Her father Manchin was the governor of West Virginia at that time. The university, which received more than $20 million in donations from Mylan’s founder, soon retracted its statement, claiming Bresch had completed all the requirements for the master’s degree, except for paying a $50 graduation fee.

The incident made headlines at the time because in addition to her father being governor, the school’s president, Mike Garrison, was a close family friend. Bresch remained CEO but Garrison and a several other administrators resigned from their position following a no-confidence expression from the students and faculty.


That’s not the only controversy involving Bresch. Last year, Pennsylvania-based Mylan merged with a company in Netherlands, in a transaction known as “tax inversion.” Bresch said it was a defensive move against a possible takeover, but it provided a major advantage to the pharma company by significantly lowering its tax liability.

Tax inversion is extremely unpopular with the American public and very few companies have had the nerve to attempt it. Congress members, including her father, are extremely opposed to such tactics, claiming they undermine the country’s economy.

Mylan, under the leadership of Bresch, has hiked prices of not just the EpiPens but several other products as well, according to a June report by Wells Fargo. The company raised the prices more than 20 percent on 24 products and more than 100 percent on seven products, according to senior analyst David Maris.

Some of the drugs whose prices were inflated in the past half a year included Ursodiol, a drug used in the treatment of gallstones, whose price was increased by 542 percent, and Dicyclomine, a drug to treat irritable bowel syndrome, whose price was increased by 400 percent.
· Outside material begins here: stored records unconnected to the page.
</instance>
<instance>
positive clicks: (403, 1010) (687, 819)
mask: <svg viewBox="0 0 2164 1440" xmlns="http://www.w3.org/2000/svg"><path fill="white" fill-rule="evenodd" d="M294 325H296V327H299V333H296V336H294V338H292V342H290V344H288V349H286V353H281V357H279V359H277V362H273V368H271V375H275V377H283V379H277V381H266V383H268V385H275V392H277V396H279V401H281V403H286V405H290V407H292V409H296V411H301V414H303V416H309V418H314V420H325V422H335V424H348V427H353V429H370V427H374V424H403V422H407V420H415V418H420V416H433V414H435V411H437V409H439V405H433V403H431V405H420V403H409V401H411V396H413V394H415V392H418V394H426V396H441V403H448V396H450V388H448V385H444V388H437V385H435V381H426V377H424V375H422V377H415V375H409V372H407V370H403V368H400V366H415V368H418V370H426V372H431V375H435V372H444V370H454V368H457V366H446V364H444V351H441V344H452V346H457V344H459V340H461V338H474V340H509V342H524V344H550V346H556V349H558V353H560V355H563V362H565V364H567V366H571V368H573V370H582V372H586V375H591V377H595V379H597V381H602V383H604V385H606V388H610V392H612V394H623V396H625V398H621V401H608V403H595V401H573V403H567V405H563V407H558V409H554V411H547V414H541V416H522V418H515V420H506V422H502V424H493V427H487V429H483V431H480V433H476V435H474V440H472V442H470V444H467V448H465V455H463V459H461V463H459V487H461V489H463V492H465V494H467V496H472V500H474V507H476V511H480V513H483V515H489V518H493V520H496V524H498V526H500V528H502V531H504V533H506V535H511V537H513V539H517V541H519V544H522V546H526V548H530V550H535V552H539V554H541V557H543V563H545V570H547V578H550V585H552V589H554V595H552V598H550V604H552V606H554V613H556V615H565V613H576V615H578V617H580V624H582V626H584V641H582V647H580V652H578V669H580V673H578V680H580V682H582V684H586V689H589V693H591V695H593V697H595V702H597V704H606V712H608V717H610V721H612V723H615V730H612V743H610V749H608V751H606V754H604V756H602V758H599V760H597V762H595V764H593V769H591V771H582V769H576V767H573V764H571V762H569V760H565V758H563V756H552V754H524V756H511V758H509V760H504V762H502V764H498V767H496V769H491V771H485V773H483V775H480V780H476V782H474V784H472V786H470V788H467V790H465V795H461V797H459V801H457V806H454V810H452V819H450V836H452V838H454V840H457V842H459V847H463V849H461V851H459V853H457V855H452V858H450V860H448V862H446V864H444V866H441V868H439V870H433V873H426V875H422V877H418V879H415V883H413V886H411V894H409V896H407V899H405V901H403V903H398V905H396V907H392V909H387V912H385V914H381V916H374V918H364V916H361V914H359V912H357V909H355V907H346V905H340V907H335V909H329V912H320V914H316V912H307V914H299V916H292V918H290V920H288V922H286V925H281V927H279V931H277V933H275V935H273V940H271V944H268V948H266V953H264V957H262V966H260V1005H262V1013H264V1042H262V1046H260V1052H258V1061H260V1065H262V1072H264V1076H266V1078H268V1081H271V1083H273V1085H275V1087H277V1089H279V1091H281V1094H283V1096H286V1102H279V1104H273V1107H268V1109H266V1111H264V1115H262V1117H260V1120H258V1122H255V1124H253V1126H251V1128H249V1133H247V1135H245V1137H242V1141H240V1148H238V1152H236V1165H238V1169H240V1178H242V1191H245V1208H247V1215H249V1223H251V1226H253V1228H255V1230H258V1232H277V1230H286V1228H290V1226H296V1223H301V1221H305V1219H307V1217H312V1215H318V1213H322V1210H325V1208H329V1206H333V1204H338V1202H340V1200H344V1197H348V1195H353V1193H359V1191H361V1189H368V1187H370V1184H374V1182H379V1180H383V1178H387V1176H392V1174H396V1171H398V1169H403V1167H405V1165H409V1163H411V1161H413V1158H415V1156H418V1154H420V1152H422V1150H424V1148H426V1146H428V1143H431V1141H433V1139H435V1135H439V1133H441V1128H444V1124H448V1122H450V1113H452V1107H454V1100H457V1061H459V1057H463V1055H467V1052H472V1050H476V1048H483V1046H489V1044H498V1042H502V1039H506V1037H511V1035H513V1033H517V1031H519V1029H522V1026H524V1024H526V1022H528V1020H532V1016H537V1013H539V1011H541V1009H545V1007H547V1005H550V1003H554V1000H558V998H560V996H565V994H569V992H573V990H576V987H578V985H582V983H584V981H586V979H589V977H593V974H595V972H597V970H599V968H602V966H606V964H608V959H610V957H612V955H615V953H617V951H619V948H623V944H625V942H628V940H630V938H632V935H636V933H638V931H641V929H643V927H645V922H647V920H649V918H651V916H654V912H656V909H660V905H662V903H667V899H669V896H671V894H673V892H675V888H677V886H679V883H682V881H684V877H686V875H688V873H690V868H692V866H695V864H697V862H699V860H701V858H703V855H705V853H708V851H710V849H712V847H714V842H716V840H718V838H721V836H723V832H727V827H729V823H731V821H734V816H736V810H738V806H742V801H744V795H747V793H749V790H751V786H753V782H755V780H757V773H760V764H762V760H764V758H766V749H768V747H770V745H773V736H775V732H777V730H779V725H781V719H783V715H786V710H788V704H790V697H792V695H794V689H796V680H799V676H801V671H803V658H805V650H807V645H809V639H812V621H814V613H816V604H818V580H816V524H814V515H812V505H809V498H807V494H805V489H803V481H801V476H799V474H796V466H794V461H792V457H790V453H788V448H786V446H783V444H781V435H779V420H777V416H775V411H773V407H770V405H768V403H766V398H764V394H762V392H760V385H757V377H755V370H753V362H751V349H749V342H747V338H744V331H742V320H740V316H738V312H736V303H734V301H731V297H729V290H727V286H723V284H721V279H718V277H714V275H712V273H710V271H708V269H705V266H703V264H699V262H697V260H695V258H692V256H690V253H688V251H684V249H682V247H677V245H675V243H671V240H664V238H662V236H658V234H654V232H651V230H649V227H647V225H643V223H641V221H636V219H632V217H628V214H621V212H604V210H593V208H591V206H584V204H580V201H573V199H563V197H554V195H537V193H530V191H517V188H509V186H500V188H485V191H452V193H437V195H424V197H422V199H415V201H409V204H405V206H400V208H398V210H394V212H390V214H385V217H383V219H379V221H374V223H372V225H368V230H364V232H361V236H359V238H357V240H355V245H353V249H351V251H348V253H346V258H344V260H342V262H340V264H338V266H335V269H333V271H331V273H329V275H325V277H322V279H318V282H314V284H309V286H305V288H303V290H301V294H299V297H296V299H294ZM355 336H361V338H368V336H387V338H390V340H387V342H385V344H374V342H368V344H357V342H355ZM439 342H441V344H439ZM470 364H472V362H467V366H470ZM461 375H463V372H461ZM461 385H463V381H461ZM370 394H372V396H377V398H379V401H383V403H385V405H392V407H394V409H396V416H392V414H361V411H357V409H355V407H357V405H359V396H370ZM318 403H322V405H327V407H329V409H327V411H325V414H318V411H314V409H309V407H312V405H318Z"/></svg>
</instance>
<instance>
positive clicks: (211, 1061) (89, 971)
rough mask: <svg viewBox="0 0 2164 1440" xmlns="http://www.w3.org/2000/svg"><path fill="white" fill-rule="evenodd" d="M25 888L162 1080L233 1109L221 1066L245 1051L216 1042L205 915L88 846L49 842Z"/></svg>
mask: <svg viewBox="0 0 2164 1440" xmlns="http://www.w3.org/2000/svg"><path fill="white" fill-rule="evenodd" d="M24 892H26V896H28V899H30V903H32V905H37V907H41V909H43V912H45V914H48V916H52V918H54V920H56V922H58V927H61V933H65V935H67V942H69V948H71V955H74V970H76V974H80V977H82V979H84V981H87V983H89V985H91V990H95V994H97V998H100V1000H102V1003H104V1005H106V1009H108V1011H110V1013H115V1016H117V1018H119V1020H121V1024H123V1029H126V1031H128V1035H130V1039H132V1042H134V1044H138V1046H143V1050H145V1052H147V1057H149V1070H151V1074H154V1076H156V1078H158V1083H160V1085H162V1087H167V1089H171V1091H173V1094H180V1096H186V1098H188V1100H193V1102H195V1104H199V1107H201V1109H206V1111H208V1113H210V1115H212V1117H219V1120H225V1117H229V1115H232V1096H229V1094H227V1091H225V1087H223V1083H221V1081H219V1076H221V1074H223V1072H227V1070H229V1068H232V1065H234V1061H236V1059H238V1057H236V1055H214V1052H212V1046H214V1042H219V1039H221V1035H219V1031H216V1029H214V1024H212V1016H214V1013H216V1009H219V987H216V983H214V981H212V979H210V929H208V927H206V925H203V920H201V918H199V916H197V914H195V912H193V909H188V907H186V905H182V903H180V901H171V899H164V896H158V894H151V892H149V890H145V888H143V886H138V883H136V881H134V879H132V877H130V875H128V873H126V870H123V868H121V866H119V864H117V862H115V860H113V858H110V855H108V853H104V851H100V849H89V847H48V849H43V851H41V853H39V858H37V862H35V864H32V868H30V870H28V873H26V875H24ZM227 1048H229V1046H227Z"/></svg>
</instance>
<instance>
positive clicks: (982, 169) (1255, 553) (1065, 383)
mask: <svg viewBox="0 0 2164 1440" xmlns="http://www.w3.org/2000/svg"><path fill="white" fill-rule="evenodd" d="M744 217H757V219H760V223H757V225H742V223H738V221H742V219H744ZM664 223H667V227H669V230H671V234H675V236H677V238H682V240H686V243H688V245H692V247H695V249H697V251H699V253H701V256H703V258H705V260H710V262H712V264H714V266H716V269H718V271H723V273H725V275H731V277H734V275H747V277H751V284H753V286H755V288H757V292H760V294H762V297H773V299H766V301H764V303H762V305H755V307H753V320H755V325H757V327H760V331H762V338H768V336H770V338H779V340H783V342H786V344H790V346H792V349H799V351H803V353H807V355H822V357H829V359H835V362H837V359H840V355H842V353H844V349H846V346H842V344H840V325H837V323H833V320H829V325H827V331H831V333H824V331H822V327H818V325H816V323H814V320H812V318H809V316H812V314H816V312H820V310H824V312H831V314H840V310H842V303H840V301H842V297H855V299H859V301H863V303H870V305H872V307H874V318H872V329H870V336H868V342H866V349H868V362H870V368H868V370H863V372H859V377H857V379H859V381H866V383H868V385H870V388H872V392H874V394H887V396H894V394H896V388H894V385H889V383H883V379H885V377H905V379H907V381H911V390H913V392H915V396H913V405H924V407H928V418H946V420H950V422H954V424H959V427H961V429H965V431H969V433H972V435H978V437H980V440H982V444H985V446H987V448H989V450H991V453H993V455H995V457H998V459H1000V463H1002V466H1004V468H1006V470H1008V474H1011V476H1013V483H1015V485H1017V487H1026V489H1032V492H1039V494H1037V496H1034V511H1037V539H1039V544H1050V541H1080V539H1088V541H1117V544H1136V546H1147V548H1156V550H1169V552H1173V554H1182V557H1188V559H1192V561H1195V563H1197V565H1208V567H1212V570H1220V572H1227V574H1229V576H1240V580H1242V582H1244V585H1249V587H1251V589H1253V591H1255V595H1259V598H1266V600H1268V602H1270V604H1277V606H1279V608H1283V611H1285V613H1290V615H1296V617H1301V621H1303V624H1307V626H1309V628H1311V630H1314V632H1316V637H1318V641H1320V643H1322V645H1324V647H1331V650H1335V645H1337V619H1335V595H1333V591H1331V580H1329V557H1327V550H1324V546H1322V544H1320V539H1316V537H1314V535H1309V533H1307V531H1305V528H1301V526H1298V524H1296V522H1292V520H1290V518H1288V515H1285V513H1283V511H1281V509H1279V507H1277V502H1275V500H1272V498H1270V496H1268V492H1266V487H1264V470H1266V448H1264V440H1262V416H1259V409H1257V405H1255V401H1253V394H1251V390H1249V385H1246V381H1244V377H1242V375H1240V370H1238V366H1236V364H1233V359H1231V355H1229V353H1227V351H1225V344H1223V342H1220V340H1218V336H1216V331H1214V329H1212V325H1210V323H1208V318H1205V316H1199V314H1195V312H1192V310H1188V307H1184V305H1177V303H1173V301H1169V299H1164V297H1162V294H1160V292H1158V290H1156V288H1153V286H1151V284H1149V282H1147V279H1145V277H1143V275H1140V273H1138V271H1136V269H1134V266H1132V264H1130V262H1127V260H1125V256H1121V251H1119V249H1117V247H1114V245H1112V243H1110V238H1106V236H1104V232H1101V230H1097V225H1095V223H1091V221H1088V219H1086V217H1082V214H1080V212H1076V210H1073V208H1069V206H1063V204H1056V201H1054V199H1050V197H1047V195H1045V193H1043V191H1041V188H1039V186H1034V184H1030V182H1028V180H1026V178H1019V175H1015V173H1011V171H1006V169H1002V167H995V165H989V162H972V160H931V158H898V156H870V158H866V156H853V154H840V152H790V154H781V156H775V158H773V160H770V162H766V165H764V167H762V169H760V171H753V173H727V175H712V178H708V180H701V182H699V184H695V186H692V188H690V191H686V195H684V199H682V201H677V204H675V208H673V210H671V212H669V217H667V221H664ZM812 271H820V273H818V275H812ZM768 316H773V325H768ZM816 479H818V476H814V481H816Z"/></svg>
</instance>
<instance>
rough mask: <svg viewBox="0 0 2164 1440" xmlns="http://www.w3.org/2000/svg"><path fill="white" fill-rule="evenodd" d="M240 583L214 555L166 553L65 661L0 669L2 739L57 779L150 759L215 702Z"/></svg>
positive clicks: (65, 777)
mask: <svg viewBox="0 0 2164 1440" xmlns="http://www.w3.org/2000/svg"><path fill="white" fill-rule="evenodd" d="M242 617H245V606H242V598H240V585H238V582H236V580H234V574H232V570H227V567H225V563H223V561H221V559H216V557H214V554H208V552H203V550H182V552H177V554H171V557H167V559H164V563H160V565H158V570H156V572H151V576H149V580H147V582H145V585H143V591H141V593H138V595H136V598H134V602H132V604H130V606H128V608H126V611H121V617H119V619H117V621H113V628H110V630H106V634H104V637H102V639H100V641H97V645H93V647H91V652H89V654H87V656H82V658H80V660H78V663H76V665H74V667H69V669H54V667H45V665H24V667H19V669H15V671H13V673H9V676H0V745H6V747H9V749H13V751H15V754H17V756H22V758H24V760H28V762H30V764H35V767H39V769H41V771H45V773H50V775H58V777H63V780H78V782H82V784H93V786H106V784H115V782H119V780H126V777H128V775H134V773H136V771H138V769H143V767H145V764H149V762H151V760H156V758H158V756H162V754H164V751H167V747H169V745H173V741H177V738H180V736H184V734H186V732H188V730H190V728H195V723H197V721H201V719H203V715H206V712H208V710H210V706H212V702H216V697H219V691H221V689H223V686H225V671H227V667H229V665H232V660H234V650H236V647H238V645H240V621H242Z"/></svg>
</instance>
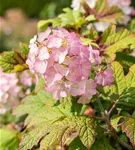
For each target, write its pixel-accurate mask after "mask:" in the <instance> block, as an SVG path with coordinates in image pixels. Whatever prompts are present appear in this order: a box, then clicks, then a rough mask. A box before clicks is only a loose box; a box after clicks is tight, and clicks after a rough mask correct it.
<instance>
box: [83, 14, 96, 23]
mask: <svg viewBox="0 0 135 150" xmlns="http://www.w3.org/2000/svg"><path fill="white" fill-rule="evenodd" d="M85 20H86V21H89V22H91V21H95V20H96V18H95V16H94V15H89V16H87V17H86V18H85Z"/></svg>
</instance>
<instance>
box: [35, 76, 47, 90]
mask: <svg viewBox="0 0 135 150" xmlns="http://www.w3.org/2000/svg"><path fill="white" fill-rule="evenodd" d="M44 87H45V81H44V79H43V78H42V77H41V78H39V80H38V84H37V85H36V87H35V89H34V92H35V93H37V92H38V91H39V90H41V89H44Z"/></svg>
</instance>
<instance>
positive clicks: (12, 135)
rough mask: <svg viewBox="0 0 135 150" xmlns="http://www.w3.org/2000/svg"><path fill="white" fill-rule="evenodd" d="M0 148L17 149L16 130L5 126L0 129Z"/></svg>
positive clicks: (1, 149)
mask: <svg viewBox="0 0 135 150" xmlns="http://www.w3.org/2000/svg"><path fill="white" fill-rule="evenodd" d="M0 136H1V138H0V149H1V150H5V149H11V150H17V149H18V142H19V140H18V137H17V131H12V130H9V129H6V128H3V129H0Z"/></svg>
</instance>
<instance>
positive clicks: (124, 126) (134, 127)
mask: <svg viewBox="0 0 135 150" xmlns="http://www.w3.org/2000/svg"><path fill="white" fill-rule="evenodd" d="M122 132H125V133H126V135H127V137H128V138H129V139H130V142H131V143H132V146H133V147H135V118H134V117H126V118H125V121H124V122H123V123H122Z"/></svg>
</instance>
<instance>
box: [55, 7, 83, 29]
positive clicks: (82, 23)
mask: <svg viewBox="0 0 135 150" xmlns="http://www.w3.org/2000/svg"><path fill="white" fill-rule="evenodd" d="M63 11H64V12H65V13H62V14H60V15H59V16H58V18H60V19H61V26H62V27H67V26H73V27H75V28H79V27H80V26H81V25H83V24H84V23H85V22H86V21H85V19H83V16H82V14H81V12H80V11H79V10H75V11H74V10H72V9H70V8H64V9H63Z"/></svg>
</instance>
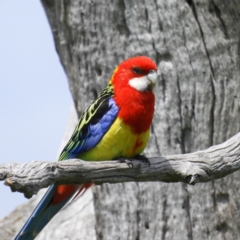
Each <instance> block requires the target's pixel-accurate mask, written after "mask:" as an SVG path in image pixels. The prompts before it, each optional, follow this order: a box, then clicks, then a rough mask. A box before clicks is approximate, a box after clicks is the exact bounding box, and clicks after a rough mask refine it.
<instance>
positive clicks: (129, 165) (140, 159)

The contrast between Bresch’s extravagant lifestyle to other families has come up again and again. While many companies have stopped or at least limited the use of company aircrafts for personal business or asked executives for compensation, Mylan has continued to allow Bresch to use one.

Earlier this year, her corporate jet use cost $310,312, including both her business and personal trips.

Looks like profit is the only thing driving executives like Bresch and Martin Shkreli’s moral compass.